What Happened? On November 17, 2021, Southwestern discovered suspicious activity impacting the operability of certain systems. We quickly launched an investigation to determine the nature and scope of the activity, working with industry-leading computer forensics specialists to determine what happened and what information may have been affected. The investigation identified a limited number of files and folders as potentially accessed by an unknown actor. We completed a thorough review to determine whether sensitive information was present in the impacted files and folders. The initial review was completed on or about March 1, 2022. We then worked to validate the data mining results, confirm the identities of potentially affected individuals, and locate address information for individuals whose personal information was accessible within the files. This further analysis was completed on or about June 21, 2022.
What Information Was Involved? The investigation could not confirm whether information related to you was accessed or viewed during this incident. However, Southwestern is notifying you out of an abundance of caution because information related to you was identified in the files that were potentially accessed by an unknown actor. The information related to you that was potentially accessible includes your name [Redacted]. To date, Southwestern has not received any reports of actual or attempted misuse of your information.
What We Are Doing. We take this incident and the security of personal information in our care seriously. Upon learning of this incident, we moved quickly to investigate and respond to the incident, assess the security of relevant systems, and notify potentially affected individuals. Our response included resetting relevant account passwords, reviewing the contents of the impacted systems to determine whether they contained personal information, and reviewing internal systems to identify contact information for purposes of providing notice to potentially affected individuals. As part of our ongoing commitment to the security of information, we are also reviewing existing policies and procedures to reduce the likelihood of a similar future incident. Southwestern is notifying relevant state and federal regulators, if required.

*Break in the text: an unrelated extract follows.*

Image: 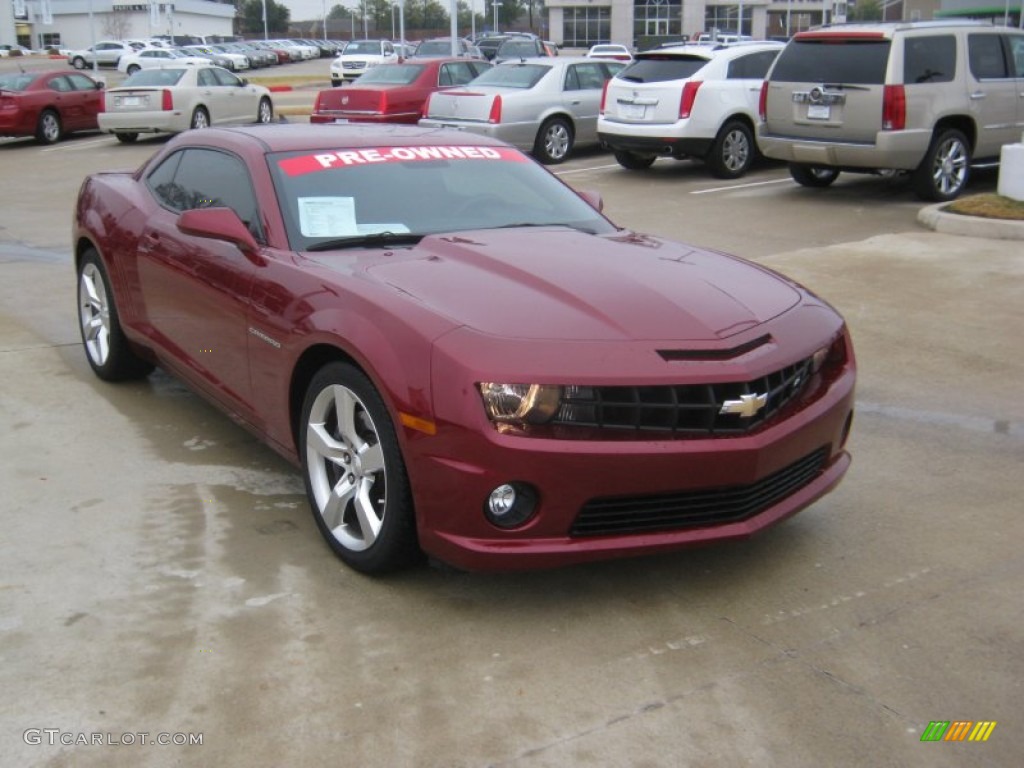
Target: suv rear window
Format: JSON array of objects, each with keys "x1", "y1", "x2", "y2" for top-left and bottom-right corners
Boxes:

As an added precaution, we are also offering you access to complimentary credit monitoring and identity protection services for [Redacted] months through Equifax. These services include fraud consultation and identity theft restoration services. If you wish to activate the credit monitoring and identity protection services, you may follow the instructions included in the Steps You Can Take to Help Protect Personal Information.
What You Can Do. We encourage you to remain vigilant against incidents of identity theft and fraud by reviewing your account statements and monitoring your free credit reports for suspicious activity and to detect errors. You may also review the information contained in the attached Steps You Can Take to Help Protect Personal Information. There, you will also find more information on the credit monitoring and identity protection services we are making available to you. Although Southwestern will cover the cost of these services, we are unable to enroll on your behalf, and you will need to complete the activation process.
For More Information. We understand that you may have questions about this incident that are not addressed in this letter. If you have additional questions, please call our call center at 855-601-2439, Monday through Friday, excluding holidays.
We sincerely regret any inconvenience or concern this incident may have caused.